Book review: ‘In Your Eyes a Sandstorm’


Book review: 'In Your Eyes a Sandstorm'
Bedouin citizens of Israel from al-Arakib (Photo: Mya Guarnieri)

The Palestinian Authority’s United Nations bid for statehood is, in a word, divisive. It has set America and Israel adrift from the international community—confirming, yet again, the United States’ deep bias towards Israel. The request is also controversial within Palestinian circles. Even if the bid is successful, will it create meaningful change on the ground? Can it end the occupation? What about equal rights for Palestinian citizens of Israel? What about the Palestinian refugees and their right to return, enshrined in UN resolution 194? And, in light of the fact that few Palestinians feel represented by the PA, is the move legitimate?

Interviews in Ramallah reveal no clear consensus. Still, Abbas’ recent speech to the UN was enthusiastically received in Palestinian cities across the West Bank. For some, it represented, perhaps, a small victory—a moment that the voiceless were given a voice. But this begs the question: which voices are we still not hearing? What are their stories? Who are these people, the Palestinians?

Arthur Neslen’s groundbreaking new book, In Your Eyes a Sandstorm: Ways of Being Palestinian, holds some answers.

A collection of 51 in-depth interviews of Palestinians from all walks of life, In Your Eyes a Sandstorm introduces readers to everyone from a Hamas official, to a Palestinian citizen of Israel who served in the Israeli government, to sisters who were born and raised in Beirut’s Shatila camp, to a drug dealer in East Jerusalem, to a West Bank zoo curator. Candid, colorful, and sometimes surprising, the portraits remind us that Palestinians aren’t the monolithic group that the Western media depicts them as.

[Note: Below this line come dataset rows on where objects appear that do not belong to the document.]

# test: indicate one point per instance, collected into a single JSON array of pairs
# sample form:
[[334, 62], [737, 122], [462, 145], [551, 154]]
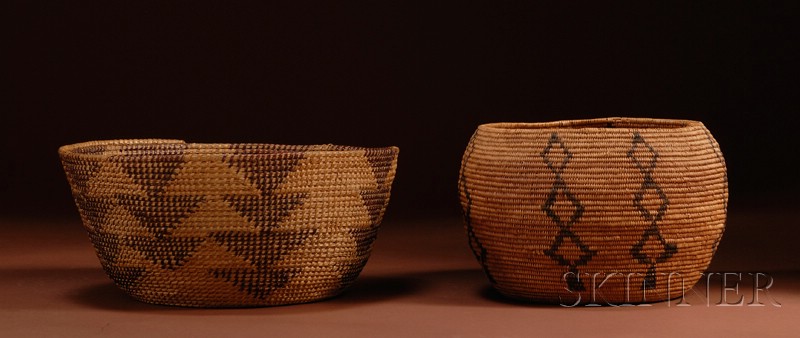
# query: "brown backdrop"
[[420, 75]]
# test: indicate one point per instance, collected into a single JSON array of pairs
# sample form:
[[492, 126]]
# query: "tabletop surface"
[[421, 281]]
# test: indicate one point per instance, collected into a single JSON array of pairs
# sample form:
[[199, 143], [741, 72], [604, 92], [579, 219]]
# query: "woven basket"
[[615, 210], [229, 225]]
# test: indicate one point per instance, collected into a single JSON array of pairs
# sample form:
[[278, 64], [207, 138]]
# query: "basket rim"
[[84, 149], [596, 124]]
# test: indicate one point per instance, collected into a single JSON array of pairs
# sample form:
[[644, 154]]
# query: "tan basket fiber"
[[615, 210], [230, 224]]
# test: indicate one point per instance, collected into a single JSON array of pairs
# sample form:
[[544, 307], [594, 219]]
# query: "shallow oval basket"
[[230, 225], [614, 210]]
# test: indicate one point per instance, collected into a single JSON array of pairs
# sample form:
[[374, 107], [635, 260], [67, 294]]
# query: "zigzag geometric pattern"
[[230, 224]]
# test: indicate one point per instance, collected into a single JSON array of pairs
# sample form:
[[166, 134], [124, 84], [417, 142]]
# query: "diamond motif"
[[266, 244], [558, 210], [640, 199], [556, 155]]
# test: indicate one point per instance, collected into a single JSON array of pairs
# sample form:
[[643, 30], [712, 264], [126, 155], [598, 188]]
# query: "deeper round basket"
[[604, 211], [229, 225]]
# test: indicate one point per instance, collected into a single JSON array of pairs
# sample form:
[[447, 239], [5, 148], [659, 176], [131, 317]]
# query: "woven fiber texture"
[[230, 225], [614, 210]]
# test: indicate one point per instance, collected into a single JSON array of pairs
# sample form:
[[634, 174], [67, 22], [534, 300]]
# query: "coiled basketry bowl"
[[229, 225], [614, 210]]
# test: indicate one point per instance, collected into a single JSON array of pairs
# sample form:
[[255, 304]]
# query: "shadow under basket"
[[613, 210], [230, 225]]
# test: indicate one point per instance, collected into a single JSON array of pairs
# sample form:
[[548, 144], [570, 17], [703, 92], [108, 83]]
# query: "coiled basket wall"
[[211, 225], [614, 210]]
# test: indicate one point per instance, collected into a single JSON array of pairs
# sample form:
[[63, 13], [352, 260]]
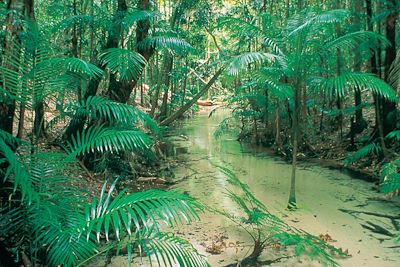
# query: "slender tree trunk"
[[389, 113], [188, 105], [360, 124], [18, 9], [292, 203]]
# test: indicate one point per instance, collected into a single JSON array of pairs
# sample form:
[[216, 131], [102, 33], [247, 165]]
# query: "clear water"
[[321, 193]]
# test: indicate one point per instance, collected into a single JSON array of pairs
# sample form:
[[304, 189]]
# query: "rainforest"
[[198, 133]]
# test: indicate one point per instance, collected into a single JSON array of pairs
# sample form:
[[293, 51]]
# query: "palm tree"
[[47, 212]]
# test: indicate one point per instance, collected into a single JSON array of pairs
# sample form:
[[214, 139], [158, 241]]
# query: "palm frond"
[[78, 66], [246, 60], [20, 177], [394, 135], [303, 22], [80, 20], [169, 250], [113, 112], [129, 213], [394, 74], [138, 15], [340, 86], [125, 64], [114, 139], [352, 40]]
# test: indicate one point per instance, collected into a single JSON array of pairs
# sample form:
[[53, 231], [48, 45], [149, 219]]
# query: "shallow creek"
[[322, 194]]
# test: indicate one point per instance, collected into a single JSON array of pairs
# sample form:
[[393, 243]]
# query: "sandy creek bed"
[[322, 194]]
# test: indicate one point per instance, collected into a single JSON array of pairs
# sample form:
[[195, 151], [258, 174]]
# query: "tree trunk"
[[18, 9], [389, 108], [188, 105], [360, 124]]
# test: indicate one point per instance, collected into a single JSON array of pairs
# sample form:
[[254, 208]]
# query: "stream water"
[[331, 202]]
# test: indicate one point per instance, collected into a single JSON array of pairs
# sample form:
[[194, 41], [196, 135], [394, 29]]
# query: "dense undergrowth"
[[88, 87]]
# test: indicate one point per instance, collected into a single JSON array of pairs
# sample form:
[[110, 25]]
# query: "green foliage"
[[135, 16], [340, 86], [96, 107], [353, 40], [47, 212], [243, 61], [103, 139], [78, 66], [125, 64], [266, 228], [390, 177], [394, 135]]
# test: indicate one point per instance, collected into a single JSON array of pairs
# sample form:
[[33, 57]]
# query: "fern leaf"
[[172, 250], [126, 64], [112, 140], [394, 135], [139, 211]]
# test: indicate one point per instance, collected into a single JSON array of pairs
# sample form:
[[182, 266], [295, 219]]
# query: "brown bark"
[[14, 26], [389, 113], [188, 105]]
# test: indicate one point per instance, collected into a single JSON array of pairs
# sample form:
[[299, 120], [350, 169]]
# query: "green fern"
[[340, 86], [96, 107], [394, 135], [242, 62], [169, 250], [352, 41], [56, 218], [125, 64], [102, 139], [390, 177], [135, 16]]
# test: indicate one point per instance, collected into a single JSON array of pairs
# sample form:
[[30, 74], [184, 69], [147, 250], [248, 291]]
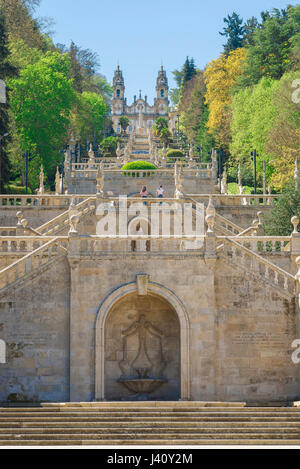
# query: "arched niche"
[[167, 314]]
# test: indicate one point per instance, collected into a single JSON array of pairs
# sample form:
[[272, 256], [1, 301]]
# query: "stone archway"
[[147, 293]]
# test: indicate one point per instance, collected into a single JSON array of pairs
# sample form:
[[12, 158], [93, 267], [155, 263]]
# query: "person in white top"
[[160, 193]]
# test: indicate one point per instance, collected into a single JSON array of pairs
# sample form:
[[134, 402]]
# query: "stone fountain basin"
[[142, 385]]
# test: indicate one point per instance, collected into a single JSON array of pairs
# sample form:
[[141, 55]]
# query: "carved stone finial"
[[210, 220], [19, 217], [24, 223], [142, 282], [100, 180], [91, 154], [210, 208], [259, 218], [296, 174], [295, 222], [179, 179], [74, 220], [298, 273], [57, 182]]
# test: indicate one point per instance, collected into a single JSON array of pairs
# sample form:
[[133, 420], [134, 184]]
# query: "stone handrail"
[[220, 200], [145, 173], [252, 262], [265, 244], [58, 223], [32, 262], [21, 244], [221, 222], [47, 200], [8, 231], [136, 243], [227, 225]]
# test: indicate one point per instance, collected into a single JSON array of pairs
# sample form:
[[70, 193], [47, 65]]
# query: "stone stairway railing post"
[[210, 254], [295, 240]]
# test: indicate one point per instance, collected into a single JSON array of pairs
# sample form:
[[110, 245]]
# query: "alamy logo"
[[143, 219], [296, 93]]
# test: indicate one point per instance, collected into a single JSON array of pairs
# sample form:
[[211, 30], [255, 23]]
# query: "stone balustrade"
[[47, 200], [21, 244], [57, 224], [227, 225], [220, 200], [90, 173], [266, 244], [135, 243], [8, 231], [32, 261], [252, 262]]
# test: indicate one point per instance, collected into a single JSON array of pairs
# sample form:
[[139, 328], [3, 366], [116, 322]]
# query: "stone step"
[[134, 437], [148, 431], [147, 419], [147, 405], [156, 443], [145, 425]]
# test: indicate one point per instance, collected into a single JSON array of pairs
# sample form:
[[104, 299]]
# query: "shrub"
[[171, 153], [109, 146], [138, 165], [16, 190], [278, 222]]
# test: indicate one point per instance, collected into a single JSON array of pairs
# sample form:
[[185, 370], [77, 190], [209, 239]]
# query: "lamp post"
[[220, 154], [254, 156], [1, 138], [28, 159], [62, 170]]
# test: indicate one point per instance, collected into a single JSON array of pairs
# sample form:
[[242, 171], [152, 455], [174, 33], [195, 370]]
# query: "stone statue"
[[57, 182], [41, 190], [91, 155], [100, 180], [164, 156], [140, 363], [224, 189], [119, 151], [179, 179], [240, 184]]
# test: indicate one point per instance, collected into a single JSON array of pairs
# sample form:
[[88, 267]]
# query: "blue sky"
[[141, 34]]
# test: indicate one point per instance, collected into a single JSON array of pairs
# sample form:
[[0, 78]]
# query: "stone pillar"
[[295, 240], [296, 174]]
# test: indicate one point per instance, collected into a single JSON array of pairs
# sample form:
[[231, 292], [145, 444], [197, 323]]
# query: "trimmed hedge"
[[172, 153], [138, 165], [11, 189]]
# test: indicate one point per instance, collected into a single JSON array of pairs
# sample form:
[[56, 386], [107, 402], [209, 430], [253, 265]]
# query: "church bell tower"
[[162, 92], [118, 101]]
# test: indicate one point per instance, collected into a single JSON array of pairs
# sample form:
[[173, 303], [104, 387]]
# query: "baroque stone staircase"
[[149, 423]]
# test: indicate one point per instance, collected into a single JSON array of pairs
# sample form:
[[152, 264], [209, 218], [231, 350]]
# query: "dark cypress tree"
[[234, 31], [188, 71], [6, 71]]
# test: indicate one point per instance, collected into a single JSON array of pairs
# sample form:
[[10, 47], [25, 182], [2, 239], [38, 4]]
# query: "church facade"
[[140, 113]]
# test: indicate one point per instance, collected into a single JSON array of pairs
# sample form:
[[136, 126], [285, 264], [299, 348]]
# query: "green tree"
[[124, 123], [88, 117], [41, 99], [160, 124], [278, 223], [250, 27], [109, 146], [234, 30], [253, 115], [271, 52], [6, 71]]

Neslen points his attention to Palestinians in the West Bank, Gaza, Israel, Lebanon, and Jordan. While these areas are crawling with journalists, Neslen brings us the stories that go overlooked—like that of Neriman al-Jabari, a 26-year-old widow of an Islamic Jihad leader who was assassinated by Israel in 2004—forcing the reader to interrogate pre-conceived notions about Palestinians.

Neslen’s focus on interviewees in Israel and the Occupied Palestinian Territories serves another purpose. As Neslen points out, location affects both experience and one’s sense of self. The Palestinians nearest to Israel seem to best know “the terror that conflict brings.” Those inside of Israel—an oft-ignored group—wrestle with “identity contradictions that especially afflict Palestinians living close to Israeli Jews.” They also offer a glimpse at the segregation that plagues Israeli society.

As Tamer Nafar, a 29-year-old Palestinian citizen of Israel and founder of the rap group DAM, tells Neslen about his hometown of Lod, just south of Tel Aviv:

“If you buy a map of Lyd, you won’t find the Arabic neighborhoods on it… There are cops here all the time. You have no street lights, unemployment, drugs, and a five-meter-high separation wall between Arab and Jewish areas. You know when someone does something very ugly, and he doesn’t want to look in the mirror? That’s the wall.”

In Your Eyes a Sandstorm also serves as a primer of Palestinian politics, history, and culture, grouping the interviewees by their generation and, thus, the events they have lived through. It’s sophisticated enough to hold the attention of those who are already involved in the issues but accessible to those who have just begun to explore the Israeli-Palestinian conflict. This is a difficult balance to strike and Neslen does so gracefully.

There was, for me, a slight stumble. In the introduction, Neslen describes himself as the son of “left-wing and anti-Zionist Jewish parents.” He also mentions that “trust was often difficult to establish” with his Palestinian interviewees. It’s a catch-22: Neslen can’t not mention these details; but, naturally, some readers might wonder if Neslen’s Jewish background was ever an issue. Was there tension with his interviewees? Why was trust difficult to establish?

One interaction was particularly intriguing. Reflecting upon his interview with an 82-year-old fisherman in Gaza, Neslen remarks, “Strangely and unexpectedly, I felt at home.” This moment seemed worth exploring.

But this is a minor complaint. And Neslen has made the right decision. First off, this book isn’t a memoir. If Neslen had introduced too much of himself, he would have run the danger of his story swallowing up those of his interviewees (a Jew in Gaza! A Jew in Palestinian refugee camps! How does he feel? There’s no room for that but, still, it’s a book I’d like to read).

In Your Eyes a Sandstorm is a gripping look at a society and people who are misrepresented by the mainstream media and misunderstood by much of the Western world. Through these carefully-crafted portraits, Neslen gives Palestinians the space to speak for themselves.